Established as The Skamokawa Eagle in 1891

In the mood for the Wilbur Jacobson Orchestra

There's a new exhibit at the Wahkiakum County Historical Society Museum celebrating the big band era and one particular family who made a big splash on the local scene at the time.

"There were a lot of dances," Kari Kandoll, the museum curator said. "This was your entertainment."

Wilbur Jacobson, a trumpet and saxophone player who was born and raised in Cathlamet, started a band while he was in high school. When he met Mary Wegdahl, who grew up on Puget Island, he found a life partner and a lead singer.

In the late 1930's, Jacobson started putting together what would become the Wilbur Jacobson Orchestra, according to his daughter Gwen Gorley.

When Gorley was about a year old, she says, her father went overseas to serve during World War II. The music never stopped, as he performed with bands while in the service.

Back home again after the war, the Jacobson family grew larger, and so did the orchestra.
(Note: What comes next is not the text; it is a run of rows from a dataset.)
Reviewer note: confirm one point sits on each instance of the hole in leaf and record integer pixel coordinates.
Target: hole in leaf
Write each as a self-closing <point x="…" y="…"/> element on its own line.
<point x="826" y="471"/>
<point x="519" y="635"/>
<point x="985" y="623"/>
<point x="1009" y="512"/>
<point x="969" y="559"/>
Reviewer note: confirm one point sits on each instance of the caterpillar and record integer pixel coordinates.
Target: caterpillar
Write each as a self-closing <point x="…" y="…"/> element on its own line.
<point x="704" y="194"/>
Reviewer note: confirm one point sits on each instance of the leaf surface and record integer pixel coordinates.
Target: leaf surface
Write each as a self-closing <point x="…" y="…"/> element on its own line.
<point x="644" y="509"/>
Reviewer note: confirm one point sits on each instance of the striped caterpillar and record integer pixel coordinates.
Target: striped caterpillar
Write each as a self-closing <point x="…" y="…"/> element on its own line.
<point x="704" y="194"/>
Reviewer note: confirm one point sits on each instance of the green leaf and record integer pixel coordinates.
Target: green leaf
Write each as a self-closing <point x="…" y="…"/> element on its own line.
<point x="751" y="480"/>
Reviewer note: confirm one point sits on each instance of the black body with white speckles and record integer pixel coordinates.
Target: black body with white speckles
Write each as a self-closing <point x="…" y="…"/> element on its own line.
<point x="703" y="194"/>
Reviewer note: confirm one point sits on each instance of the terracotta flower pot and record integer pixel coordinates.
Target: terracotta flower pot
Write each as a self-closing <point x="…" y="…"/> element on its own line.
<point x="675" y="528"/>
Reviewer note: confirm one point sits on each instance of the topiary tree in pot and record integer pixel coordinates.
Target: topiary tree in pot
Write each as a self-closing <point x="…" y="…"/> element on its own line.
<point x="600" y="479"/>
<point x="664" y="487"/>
A young Gwen, who first learned the trumpet, and later the saxophone and the clarinet was sitting in with the other musicians at 12, and eventually stepping into the spotlight to sing, just like her mother.

Musicians belonged to a union back in those days, and Gorley remembers that she was getting paid musicians scale, the same as the adults, even though legally she wasn't even old enough to be in some of the dance halls.

She remembers having to go sit in a car during intermission on more than one occasion just because of the drinking.

While Wilbur was a better bandleader than a singer, his brother Ted was a drummer and a singer. He left for New York soon after Gorley was born, and though she never got to know him, she'd always heard he sounded like Dean Martin.

"There were so many musicians who came and went," Gorley said. "I couldn't keep track of them."

Playing music didn't pay the bills, and her father had a job bringing The Oregonian from Portland to the area.

"He couldn't give up his music," Gorley said. "And he had about a thousand pieces of music, all numbered."

The museum is located at 65 River Street in Cathlamet and is open on Saturdays and Sundays from 1-4 p.m. Admission is $5 for adults, $2.50 for anyone 55 and over, and free for kids 18 and under.

Stop by the museum, check out their entire collection, along with the special exhibit which includes a recording of the Wilbur Jacobson Orchestra.